Никки покосился на парня. Ему неприятно было слушать эту чушь. Он-то знал, как он выглядит. Всего лишь полчаса назад, выйдя из-под душа, он подробно и безжалостно исследовал свое отражение в зеркале на двери в ванной. Макушка основательно полысела, лишь вокруг еще держались остатки былой шевелюры. «Соль и перец», — называл его черные с проседью волосы тюремный парикмахер, когда он только начал отбывать срок. То, что осталось от них сейчас было грязно-белого или тускло-серого оттенка, как ни назови, один черт. Нельзя сказать, что дальнейшее исследование принесло ему удовлетворение. Даже будучи молодым и привлекательным, он не любил свои глаза навыкате, но сейчас они и вовсе казались ему каменно-неживыми. Из-за бледности кожи стал хорошо заметен старый шрам на щеке. То, что он потерял вес, не сделало его стройнее, наоборот, он напоминал сам себе подушку, из которой вытряхнули половину перьев. Мужчина под шестьдесят. Когда он оказался в тюрьме, ему было сорок два.

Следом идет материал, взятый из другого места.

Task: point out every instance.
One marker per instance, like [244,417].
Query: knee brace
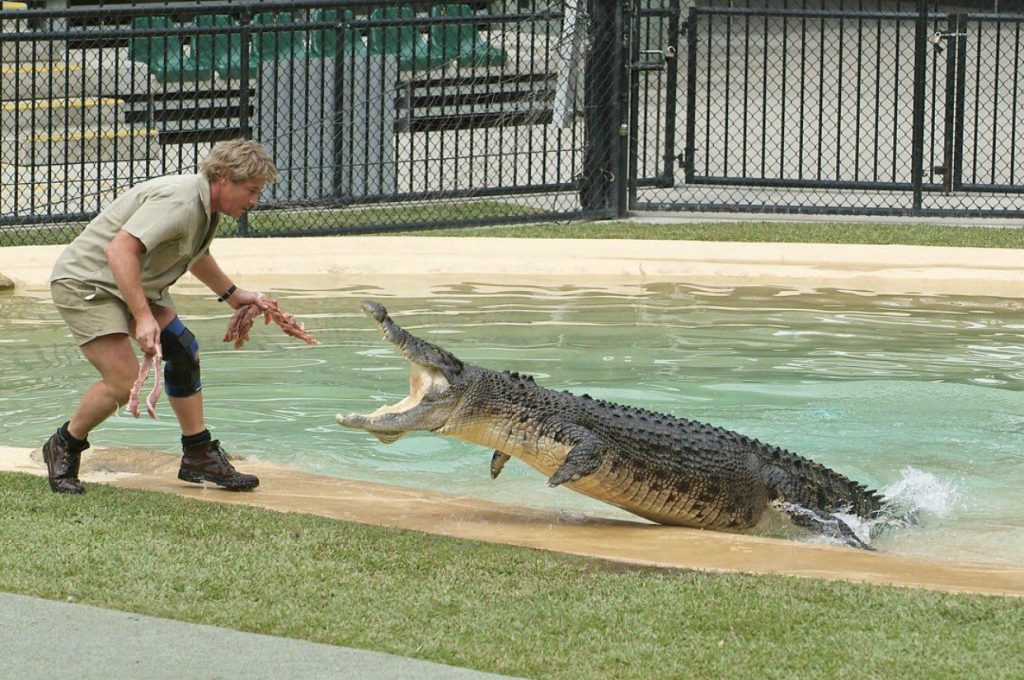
[180,359]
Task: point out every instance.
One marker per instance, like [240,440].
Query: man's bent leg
[114,358]
[203,459]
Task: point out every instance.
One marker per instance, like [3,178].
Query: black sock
[74,443]
[195,439]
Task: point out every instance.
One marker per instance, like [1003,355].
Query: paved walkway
[50,640]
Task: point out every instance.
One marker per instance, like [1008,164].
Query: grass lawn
[491,607]
[825,232]
[293,223]
[502,608]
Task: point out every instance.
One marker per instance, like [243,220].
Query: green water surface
[920,395]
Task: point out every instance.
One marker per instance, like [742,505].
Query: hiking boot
[61,465]
[208,462]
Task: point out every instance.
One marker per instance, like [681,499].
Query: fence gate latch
[658,62]
[940,36]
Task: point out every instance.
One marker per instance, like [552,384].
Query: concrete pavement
[47,640]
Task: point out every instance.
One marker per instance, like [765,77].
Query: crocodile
[667,469]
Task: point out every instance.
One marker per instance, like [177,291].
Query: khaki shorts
[89,311]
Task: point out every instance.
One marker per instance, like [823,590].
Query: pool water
[916,395]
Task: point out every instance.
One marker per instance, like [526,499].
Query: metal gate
[832,112]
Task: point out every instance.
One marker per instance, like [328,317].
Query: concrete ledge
[637,543]
[329,261]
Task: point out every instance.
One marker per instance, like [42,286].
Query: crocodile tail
[814,485]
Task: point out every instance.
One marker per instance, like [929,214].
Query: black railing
[396,115]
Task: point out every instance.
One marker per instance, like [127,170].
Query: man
[112,282]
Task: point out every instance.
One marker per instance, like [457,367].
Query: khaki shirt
[170,215]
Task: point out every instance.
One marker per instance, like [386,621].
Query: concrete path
[51,640]
[606,538]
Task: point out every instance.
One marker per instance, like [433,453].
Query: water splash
[921,495]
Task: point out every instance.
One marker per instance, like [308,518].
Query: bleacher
[449,76]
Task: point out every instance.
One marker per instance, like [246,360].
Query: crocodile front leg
[584,458]
[498,462]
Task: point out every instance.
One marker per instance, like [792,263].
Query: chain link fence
[859,108]
[380,117]
[393,116]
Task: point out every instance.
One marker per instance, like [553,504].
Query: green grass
[285,222]
[823,232]
[491,607]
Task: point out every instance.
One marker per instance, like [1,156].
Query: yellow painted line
[85,102]
[89,135]
[10,69]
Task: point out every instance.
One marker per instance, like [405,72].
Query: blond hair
[239,161]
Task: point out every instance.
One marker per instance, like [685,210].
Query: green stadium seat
[324,42]
[462,41]
[278,45]
[406,41]
[221,51]
[165,55]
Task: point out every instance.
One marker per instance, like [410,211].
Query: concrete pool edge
[406,263]
[640,544]
[330,261]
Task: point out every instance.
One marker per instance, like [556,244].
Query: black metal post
[601,102]
[920,76]
[626,20]
[244,76]
[950,123]
[691,88]
[961,49]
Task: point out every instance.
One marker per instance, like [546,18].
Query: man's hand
[147,335]
[242,297]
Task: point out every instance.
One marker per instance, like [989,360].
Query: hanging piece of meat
[242,322]
[154,363]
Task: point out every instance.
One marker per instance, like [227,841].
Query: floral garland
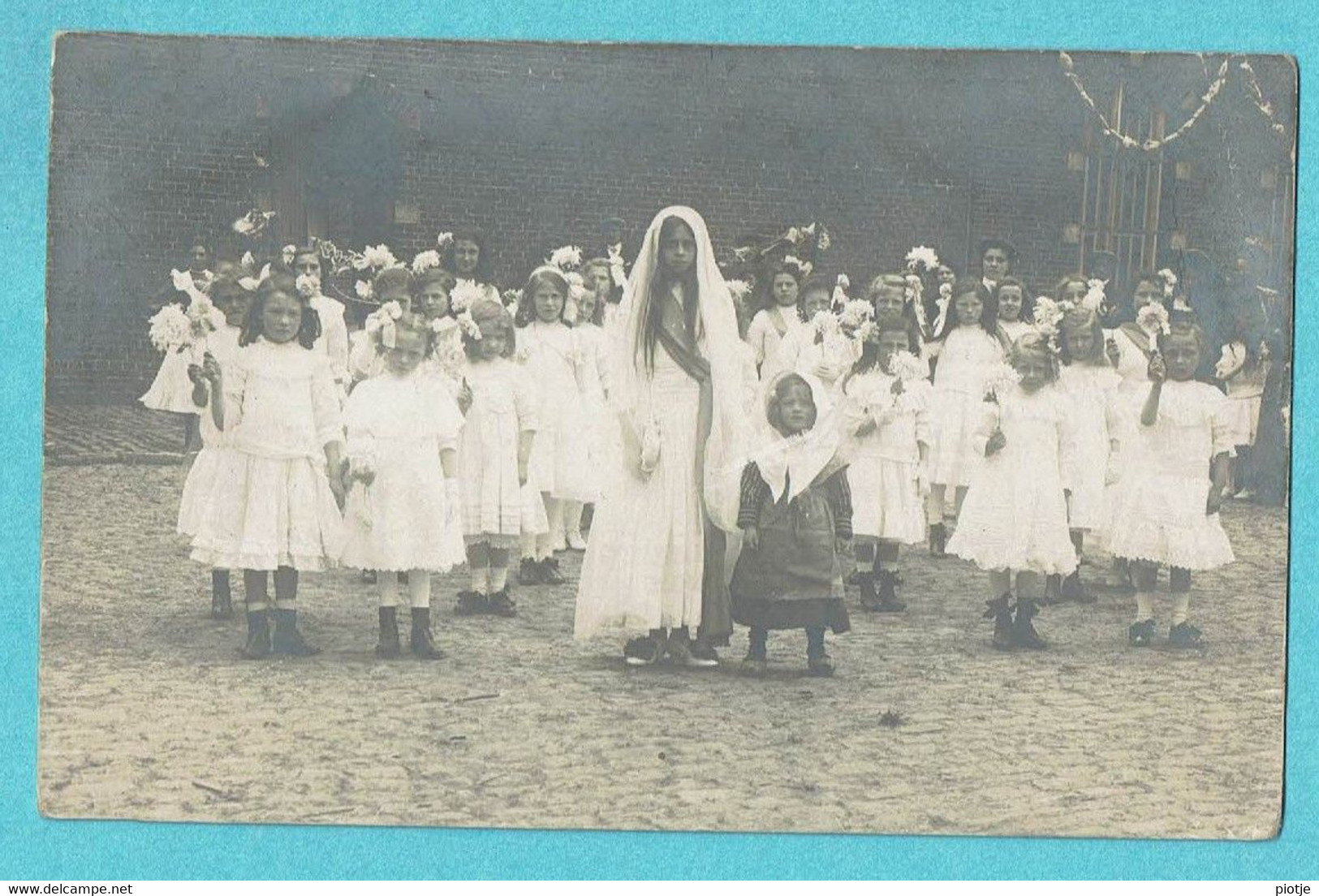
[1132,143]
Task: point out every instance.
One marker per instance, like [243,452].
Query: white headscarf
[795,462]
[717,326]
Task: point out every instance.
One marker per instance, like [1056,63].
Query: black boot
[288,639]
[529,571]
[259,636]
[869,598]
[550,571]
[222,603]
[890,584]
[1023,632]
[388,645]
[421,642]
[1000,610]
[938,541]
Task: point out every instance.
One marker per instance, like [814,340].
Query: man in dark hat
[998,257]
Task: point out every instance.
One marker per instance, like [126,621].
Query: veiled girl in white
[654,565]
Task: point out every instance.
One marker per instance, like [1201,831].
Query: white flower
[464,295]
[308,284]
[565,257]
[739,289]
[470,328]
[1002,377]
[169,329]
[1093,299]
[922,256]
[907,366]
[855,313]
[377,257]
[425,261]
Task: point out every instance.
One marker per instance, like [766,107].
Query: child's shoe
[1023,632]
[1000,610]
[938,541]
[421,642]
[388,645]
[1141,634]
[259,636]
[888,592]
[502,605]
[1183,635]
[549,571]
[643,651]
[288,639]
[471,603]
[869,597]
[529,571]
[222,605]
[819,666]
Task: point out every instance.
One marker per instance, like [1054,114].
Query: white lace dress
[1088,391]
[886,501]
[955,405]
[223,346]
[1157,510]
[559,457]
[399,425]
[270,504]
[495,507]
[1015,516]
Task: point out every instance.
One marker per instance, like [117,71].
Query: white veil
[717,333]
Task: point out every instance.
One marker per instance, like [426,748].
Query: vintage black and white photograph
[736,438]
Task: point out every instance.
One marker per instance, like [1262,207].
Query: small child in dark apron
[797,525]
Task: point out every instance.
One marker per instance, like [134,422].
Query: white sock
[1144,606]
[481,579]
[418,588]
[388,586]
[1181,607]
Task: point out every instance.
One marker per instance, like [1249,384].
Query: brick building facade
[160,141]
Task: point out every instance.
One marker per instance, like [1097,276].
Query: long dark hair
[485,272]
[660,284]
[280,282]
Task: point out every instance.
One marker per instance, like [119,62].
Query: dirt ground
[147,712]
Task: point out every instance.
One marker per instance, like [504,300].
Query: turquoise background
[32,847]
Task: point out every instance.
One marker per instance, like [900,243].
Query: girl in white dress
[1090,384]
[886,403]
[656,561]
[964,349]
[276,501]
[222,347]
[494,459]
[555,364]
[822,354]
[1165,508]
[780,317]
[1015,312]
[1015,518]
[404,503]
[334,331]
[603,444]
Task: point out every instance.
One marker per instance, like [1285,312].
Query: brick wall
[158,141]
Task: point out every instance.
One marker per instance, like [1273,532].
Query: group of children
[459,425]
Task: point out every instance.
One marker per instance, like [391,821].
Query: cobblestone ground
[148,713]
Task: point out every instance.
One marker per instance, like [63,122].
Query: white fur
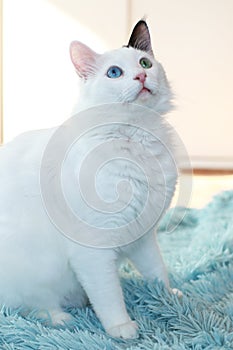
[39,267]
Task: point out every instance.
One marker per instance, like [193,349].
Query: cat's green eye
[145,63]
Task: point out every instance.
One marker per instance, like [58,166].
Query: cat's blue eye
[114,72]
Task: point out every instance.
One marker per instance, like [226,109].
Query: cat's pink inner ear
[83,58]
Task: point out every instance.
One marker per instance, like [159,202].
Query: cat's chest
[111,177]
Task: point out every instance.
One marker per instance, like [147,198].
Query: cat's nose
[141,77]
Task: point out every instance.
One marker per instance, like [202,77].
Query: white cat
[39,267]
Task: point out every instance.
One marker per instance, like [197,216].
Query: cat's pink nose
[141,77]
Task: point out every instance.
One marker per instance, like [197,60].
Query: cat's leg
[145,255]
[98,274]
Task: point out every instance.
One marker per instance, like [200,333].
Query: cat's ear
[140,37]
[83,58]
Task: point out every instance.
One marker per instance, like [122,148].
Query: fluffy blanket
[199,256]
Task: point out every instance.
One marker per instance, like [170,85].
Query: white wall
[193,39]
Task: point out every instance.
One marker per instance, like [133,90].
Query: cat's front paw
[176,291]
[126,330]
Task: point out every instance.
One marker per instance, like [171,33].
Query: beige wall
[193,39]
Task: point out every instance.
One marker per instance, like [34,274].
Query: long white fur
[39,267]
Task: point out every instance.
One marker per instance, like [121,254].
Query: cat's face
[127,75]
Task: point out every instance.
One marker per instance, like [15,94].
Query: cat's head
[129,74]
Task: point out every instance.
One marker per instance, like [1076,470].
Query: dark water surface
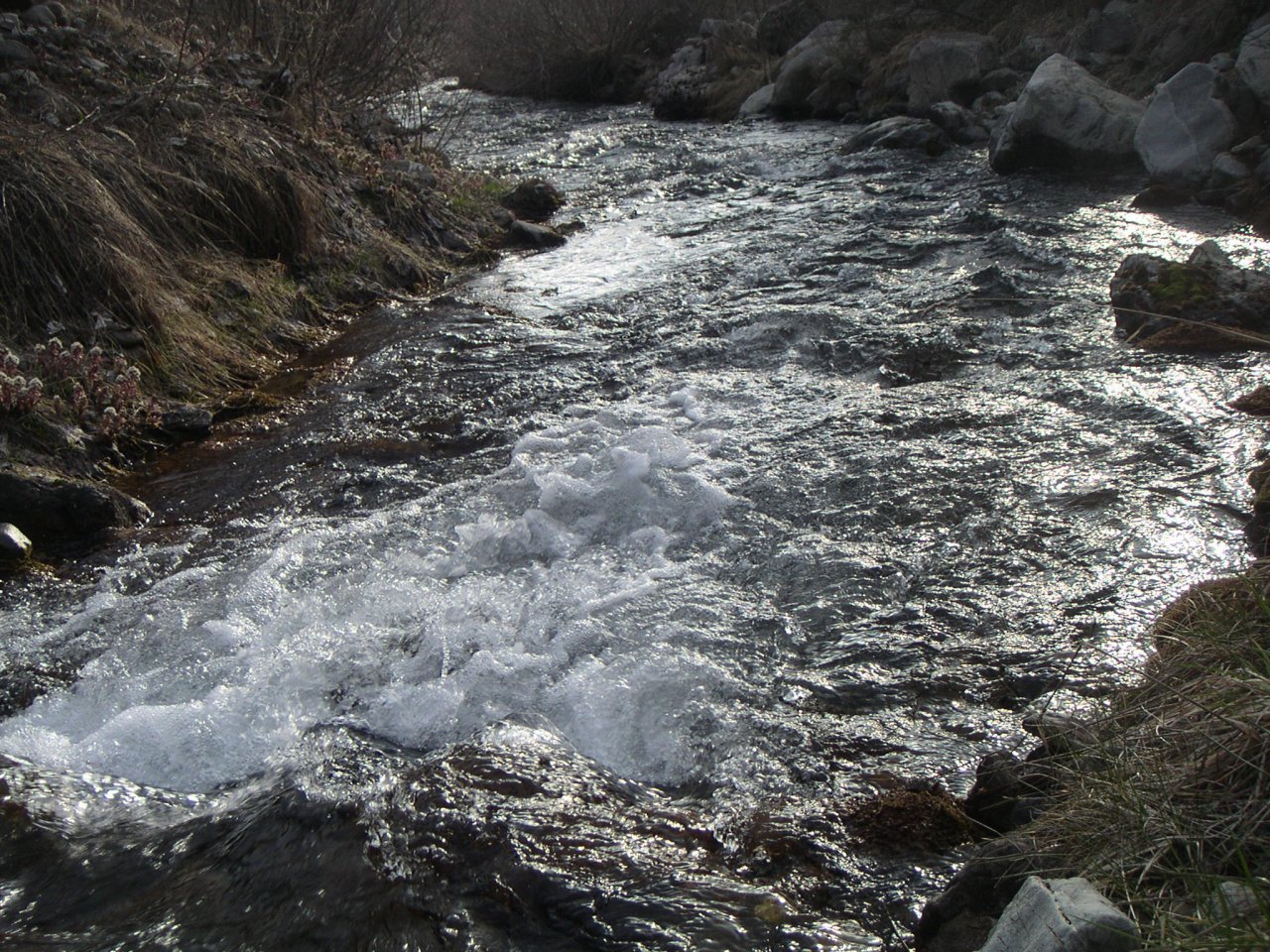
[572,611]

Никки узнал этого парня, который загородил собой весь тротуар. Он жил через два или три дома от него, Никки только не мог припомнить его имя. А тот так и сиял, обнажая в нервной улыбке лошадиные зубы.

"О да, я прекрасно выгляжу, спасибо, " — сказал Никки. Его голос должно быть прозвучал раздраженно, потому что бегун явно почувствовал себя неуютно. «Как бы там ни было, я рад, что вы вернулись, — сейчас его улыбка уже выглядела натянутой. — Прекрасный день, не правда ли? Холодно, но все-таки чувствуется весна».

«Да, да, — проборматал Никки, а про себя подумал, — Если бы мне нужен был прогноз погоды, я бы послушал радио». Он поднял руку в прощальном жесте и прибавил шагу, пока не дошел до пляжа.

Ветер взбивал океан в пену. Прислонившись к перилам, Никки вспомнил, как ребенком любил кататься на волнах в шторм. Мать всегда кричала ему: «Не заходи далеко! Смотри, захлебнешься».

Не чувствуя усталости, он шел по берегу вдоль 98-ой улицы, пока не дошел до «Русских горок». Тут он повернул назад. Ребята приедут забрать его. Они сперва зайдут в клуб, а потом пообедают на улице Малберри. Дань уважения, не более — он не обманывал сам себя. Семнадцать лет — слишком долгий срок. Ребята последние годы ворочают такими делами, куда он не дал бы им и близко подойти. Уже прошел слух о том, что он очень болен и ему лучше никуда не встревать: не можешь, не берись.